The board eventually settled on the $500,000 number with the caveat that cost-saving measures continue to be explored and that the Association and golf club staffs work together to develop a better long-term solution that works for everyone.
As part of the decision, the board also agreed to raise assessments to 15 cents per $100 of assessed value to approve the budget—the board will not officially vote on assessment rates until October.
The golf club footed the entire bill for running the restaurant until 2019 when the Association board approved the initial cost-sharing agreement. Per the agreement, the amount of the cost share was based on costs expected to be incurred by the food and beverage operations and revised each year.
For the first year, the Association’s exposure was limited to a fixed amount of $300,000 and they stayed within that fixed amount for the following 2020-21 budget. However, for the next two years’ budgets, the restaurant’s operating loss increased as did the Association’s share. Last year the Association pitched in $800,000.
A joint committee, colloquially called the “3 by 3”, formed in 2018 and was tasked with the potential renovation of the clubhouse and restaurant and the operational aspects of the restaurant. The committee included three members from the Association board and three members from the RSF Golf Club board—the cost-sharing agreement was one of its recommendations.
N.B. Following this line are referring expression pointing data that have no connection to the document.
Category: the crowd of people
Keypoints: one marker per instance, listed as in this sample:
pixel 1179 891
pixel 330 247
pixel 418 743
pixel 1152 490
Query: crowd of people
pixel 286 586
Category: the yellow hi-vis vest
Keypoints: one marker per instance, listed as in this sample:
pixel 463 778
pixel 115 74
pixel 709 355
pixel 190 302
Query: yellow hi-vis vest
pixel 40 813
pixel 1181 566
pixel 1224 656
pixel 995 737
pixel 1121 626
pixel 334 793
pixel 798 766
The committee is no longer functional and has not met since December 2021.
Director Phil Trubey said the reason the board was having the cost-sharing discussion was that in the last two weeks, the golf club and former manager stated they were no longer interested in having the agreement and wanted to cancel it. While they did not want the oversight of the joint committee, they did not want to cancel the funding.
In his comments, Trubey said the board was put in a “tough position” and he didn’t think they should be discussing numbers at the board level—he said the Association and golf club staffs should figure it out and work together to come up with the solution for the board’s review and approval.
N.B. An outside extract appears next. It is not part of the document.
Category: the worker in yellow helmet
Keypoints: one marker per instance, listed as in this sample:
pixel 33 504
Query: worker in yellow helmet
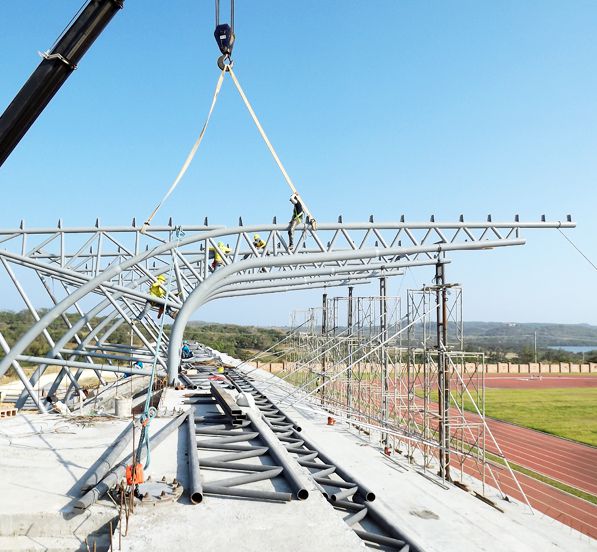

“The reason this had to happen was basically a governance issue and that’s one of the things that needs to be fixed,” Trubey said.
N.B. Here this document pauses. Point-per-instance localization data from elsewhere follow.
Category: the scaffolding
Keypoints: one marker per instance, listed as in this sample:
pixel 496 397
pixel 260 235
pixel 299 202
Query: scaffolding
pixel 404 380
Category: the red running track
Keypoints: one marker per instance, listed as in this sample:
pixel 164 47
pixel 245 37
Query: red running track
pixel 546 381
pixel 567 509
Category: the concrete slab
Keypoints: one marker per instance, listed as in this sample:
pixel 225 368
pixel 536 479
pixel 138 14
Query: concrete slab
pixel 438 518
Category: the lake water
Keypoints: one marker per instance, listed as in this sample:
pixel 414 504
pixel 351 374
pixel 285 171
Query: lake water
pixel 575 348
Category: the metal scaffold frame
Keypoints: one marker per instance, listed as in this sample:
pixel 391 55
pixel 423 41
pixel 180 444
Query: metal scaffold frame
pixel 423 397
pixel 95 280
During the conversation, the restaurant was referenced several times as “an operational loss”, however, President Don Comstock preferred it to be considered more the cost of running the amenity, a service the Association provides to its members.
“This is a great community asset,” said Director Lorraine Kent. “We should subsidize the restaurant and it’s just how do we subsidize it…It has to be equitable.”
In his comments, outgoing Director Greg Gruzdowich said the board knows that it needs to do something different regarding funding the restaurant: “Even the 50-50 split is not equitable across the board because golfers are paying through their golf dues plus as Association members.” His recommendation was to continue the split as it was last year and work toward a more equitable plan in the future, “so nobody is subsidizing anybody else.”
The Association’s goal for the golf club campus and restaurant is that it is a community gathering spot that is accessible, enjoyable and inviting to all community members.
At the annual meeting that night, the Association’s architect Rodolfo Ocio shared updated renderings of the restaurant and snack bar renovation.
The design concepts include improving the layout by redefining the entrance, creating an open floor plan around a new bar, and embracing the outdoors and expanding the patio. Features include larger chandeliers, a formal dining room, a wine lounge with private wine lockers and a card room.
The snack bar project will involve demolishing the existing building and completely re-imagining it as a new “casual dining annex”. The idea is for the elevated, family-friendly snack bar to include features like a pizza oven and an area for lawn games.
Early estimates for the cost of the upgrades are about $3 million for the snack bar and $5.4 to $6 million for the restaurant. Once the designs are completed, there will be town halls for community feedback and Art Jury review.